Left are the individual-capacity claims against the university’s president and other officials, and also the possibility that the plaintiffs, if they succeed in proving retaliation, can obtain injunctive relief against the university, since official-capacity suits against state officials that seek only injunctive relief are permitted by 42 U.S.C. sec. 1983, Will v. Michigan Dept. of State Police, supra, 491 U.S. at 71 n. 10, and not forbidden by the Eleventh Amendment. Ex Parte Young, 209 U.S. 123 (1908); Bethesda Lutheran Homes & Services, Inc. v. Leean, 122 F.3d 443, 444 (7th Cir. 1997).
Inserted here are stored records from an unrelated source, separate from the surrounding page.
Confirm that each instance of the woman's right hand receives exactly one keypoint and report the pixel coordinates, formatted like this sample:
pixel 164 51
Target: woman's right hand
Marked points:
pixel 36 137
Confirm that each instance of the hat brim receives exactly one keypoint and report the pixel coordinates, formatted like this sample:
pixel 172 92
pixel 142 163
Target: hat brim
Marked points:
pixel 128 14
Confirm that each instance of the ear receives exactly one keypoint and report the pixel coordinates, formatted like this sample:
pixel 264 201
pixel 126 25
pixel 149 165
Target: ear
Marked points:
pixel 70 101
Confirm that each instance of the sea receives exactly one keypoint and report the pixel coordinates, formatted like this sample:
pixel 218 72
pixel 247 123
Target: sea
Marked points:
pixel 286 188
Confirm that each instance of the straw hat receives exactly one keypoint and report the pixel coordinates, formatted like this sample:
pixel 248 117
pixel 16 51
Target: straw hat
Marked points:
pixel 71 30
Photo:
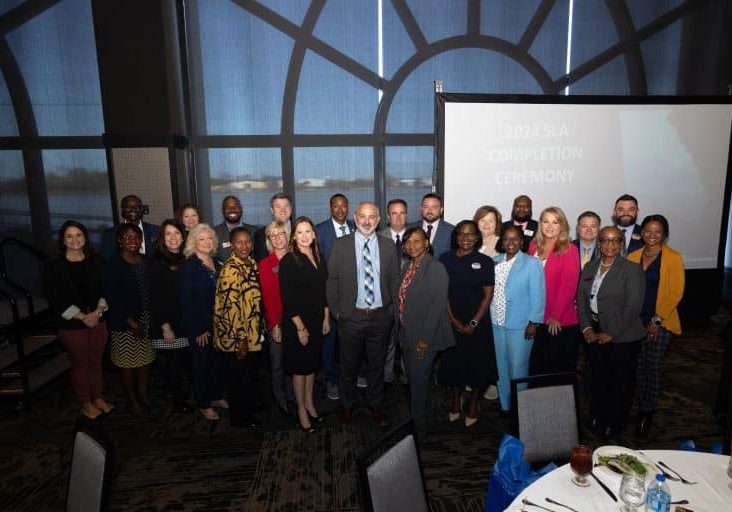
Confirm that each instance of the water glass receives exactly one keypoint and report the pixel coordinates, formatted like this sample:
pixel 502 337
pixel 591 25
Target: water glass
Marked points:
pixel 632 491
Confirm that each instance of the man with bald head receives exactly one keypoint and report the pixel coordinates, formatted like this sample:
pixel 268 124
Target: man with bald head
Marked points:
pixel 362 286
pixel 521 217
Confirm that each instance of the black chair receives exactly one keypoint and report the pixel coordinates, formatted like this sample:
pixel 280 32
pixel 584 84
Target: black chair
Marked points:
pixel 90 474
pixel 390 473
pixel 545 416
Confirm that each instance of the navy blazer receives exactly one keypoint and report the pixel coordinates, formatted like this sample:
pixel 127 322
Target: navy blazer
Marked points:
pixel 327 235
pixel 442 241
pixel 110 248
pixel 197 292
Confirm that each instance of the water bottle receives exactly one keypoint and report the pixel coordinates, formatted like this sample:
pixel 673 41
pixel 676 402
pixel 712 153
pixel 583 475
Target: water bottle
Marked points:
pixel 658 497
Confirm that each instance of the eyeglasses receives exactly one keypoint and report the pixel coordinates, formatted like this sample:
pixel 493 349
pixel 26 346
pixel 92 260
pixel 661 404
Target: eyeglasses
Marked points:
pixel 614 241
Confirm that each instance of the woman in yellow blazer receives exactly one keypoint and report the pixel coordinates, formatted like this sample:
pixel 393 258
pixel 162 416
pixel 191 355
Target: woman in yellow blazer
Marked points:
pixel 238 328
pixel 664 270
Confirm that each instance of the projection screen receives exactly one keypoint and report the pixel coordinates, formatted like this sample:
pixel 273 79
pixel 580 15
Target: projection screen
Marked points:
pixel 673 157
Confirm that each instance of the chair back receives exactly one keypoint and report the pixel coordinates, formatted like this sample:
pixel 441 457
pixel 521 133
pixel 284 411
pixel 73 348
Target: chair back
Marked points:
pixel 390 473
pixel 546 416
pixel 88 475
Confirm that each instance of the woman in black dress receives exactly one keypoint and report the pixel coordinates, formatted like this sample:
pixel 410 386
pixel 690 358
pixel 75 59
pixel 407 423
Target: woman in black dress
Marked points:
pixel 305 316
pixel 472 361
pixel 172 352
pixel 128 293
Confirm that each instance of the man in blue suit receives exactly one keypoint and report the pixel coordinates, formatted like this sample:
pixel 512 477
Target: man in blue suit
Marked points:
pixel 625 214
pixel 131 211
pixel 328 231
pixel 438 230
pixel 588 227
The simplest form of such relief would be an injunction forbidding-- retaliation. That might seem to add little to the First Amendment, which already prohibits (more precisely, has been interpreted to prohibit) retaliating against the exercise of one’s First Amendment right of free speech. But such an injunction would at least add contempt to the other sanctions for violating the First Amendment. It is not uncommon for an injunction to repeat a statutory or equivalent prohibition, United States v. Miller, 588 F.2d 1256, 1261 (9th Cir. 1978); SEC v. Manor Nursing Centers, Inc., 458 F.2d 1082, 1103 (2d Cir.